On April 24, 2003, a board member of Chiquita International Brands disclosed to a top official at the Justice Department that the king of the banana trade was evidently breaking the nation’s anti-terrorism laws.
Roderick M. Hills, who had sought the meeting with former law firm colleague Michael Chertoff, explained that Chiquita was paying “protection money” to a Colombian paramilitary group on the U.S. government’s list of terrorist organizations. Hills said he knew that such payments were illegal, according to sources and court records, but said that he needed Chertoff’s advice.
Chiquita, Hills said, would have to pull out of the country if it could not continue to pay the violent right-wing group to secure its Colombian banana plantations. Chertoff, then assistant attorney general and now secretary of homeland security, affirmed that the payments were illegal but said to wait for more feedback, according to five sources familiar with the meeting.
According to the Chiquita officials, several of whom are facing charges, Chertoff never got back to them with advice. The payments continued as they awaited word from Chertoff on what to do, adding to their legal jeopardy.
But Chiquita may have done more than just buy off the AUC.

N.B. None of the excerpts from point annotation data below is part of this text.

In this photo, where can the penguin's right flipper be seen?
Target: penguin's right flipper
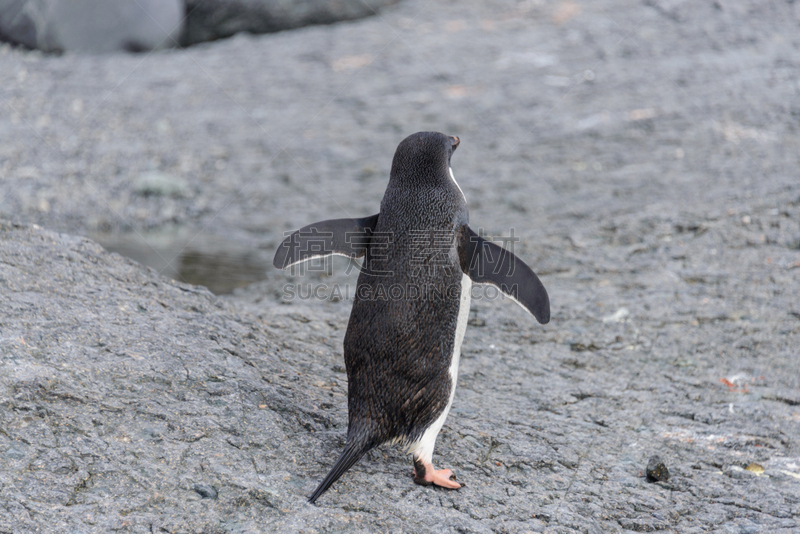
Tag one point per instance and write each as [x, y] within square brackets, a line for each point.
[345, 237]
[349, 457]
[487, 263]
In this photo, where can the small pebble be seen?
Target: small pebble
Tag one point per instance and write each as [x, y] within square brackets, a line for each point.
[205, 491]
[656, 470]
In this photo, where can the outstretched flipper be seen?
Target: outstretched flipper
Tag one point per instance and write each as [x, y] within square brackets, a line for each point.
[487, 263]
[345, 237]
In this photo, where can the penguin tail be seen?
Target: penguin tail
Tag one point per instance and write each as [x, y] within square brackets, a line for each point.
[349, 457]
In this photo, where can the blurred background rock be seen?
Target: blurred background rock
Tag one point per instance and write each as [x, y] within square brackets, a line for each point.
[101, 26]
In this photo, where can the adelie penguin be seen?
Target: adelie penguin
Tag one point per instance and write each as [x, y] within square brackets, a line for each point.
[403, 341]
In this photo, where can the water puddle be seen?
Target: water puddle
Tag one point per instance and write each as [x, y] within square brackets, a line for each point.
[185, 255]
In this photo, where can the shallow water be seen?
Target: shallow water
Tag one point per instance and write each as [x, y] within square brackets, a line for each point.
[192, 256]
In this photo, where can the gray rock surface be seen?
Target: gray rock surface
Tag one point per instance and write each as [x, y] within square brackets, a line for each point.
[207, 20]
[646, 155]
[93, 26]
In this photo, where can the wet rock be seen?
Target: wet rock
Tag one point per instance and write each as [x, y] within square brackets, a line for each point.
[656, 470]
[208, 20]
[93, 26]
[157, 183]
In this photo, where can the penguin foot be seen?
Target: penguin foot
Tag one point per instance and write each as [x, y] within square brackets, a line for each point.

The attorney general of Colombia, Mario Iguaran, and other Colombian officials have dismissed Chiquita’s assertions that it was a victim of extortion and paid AUC to protect its workers. An Organization of American States report in 2003 said that Chiquita participated in smuggling thousands of arms for paramilitaries into the Northern Uraba region, using docks operated by the company to unload thousands of Central American assault rifles and ammunition.
Iguaran, whose office has been investigating Chiquita’s operations, said the company knew AUC was using payoffs and arms to fund operations against peasants, union workers and rivals. At the time of the payments, AUC was growing into a powerful army and was expanding across much of Colombia and, according to the Colombian government, its soldiers killed thousands before it began demobilizing.
Those are very serious accusations. I’m the second to last person to defend Chertoff, (I called on him to resign during the shamnesty debacle) and if he left the Chiquita execs hanging then he ought to be held to account for that. If Chiquita really was an active participant with AUC, though, then its accusations against Chertoff ought to be understood in that light, as possible shifting of blame from its own actions to Chertoff’s as a misdirection. And the two ideas aren’t mutually exclusive: Chertoff could have dropped the ball, and Chiquita might well be trying to misdirect attention onto his actions to cover up its own very serious crimes. If I were a betting man, that would be where I would put my money: Chiquita did more than it’s letting on, and Chertoff did less than his responsibilities dictated. The latter certainly fits his tenure at DHS.
It doesn’t look to me like anyone’s hands are clean in this.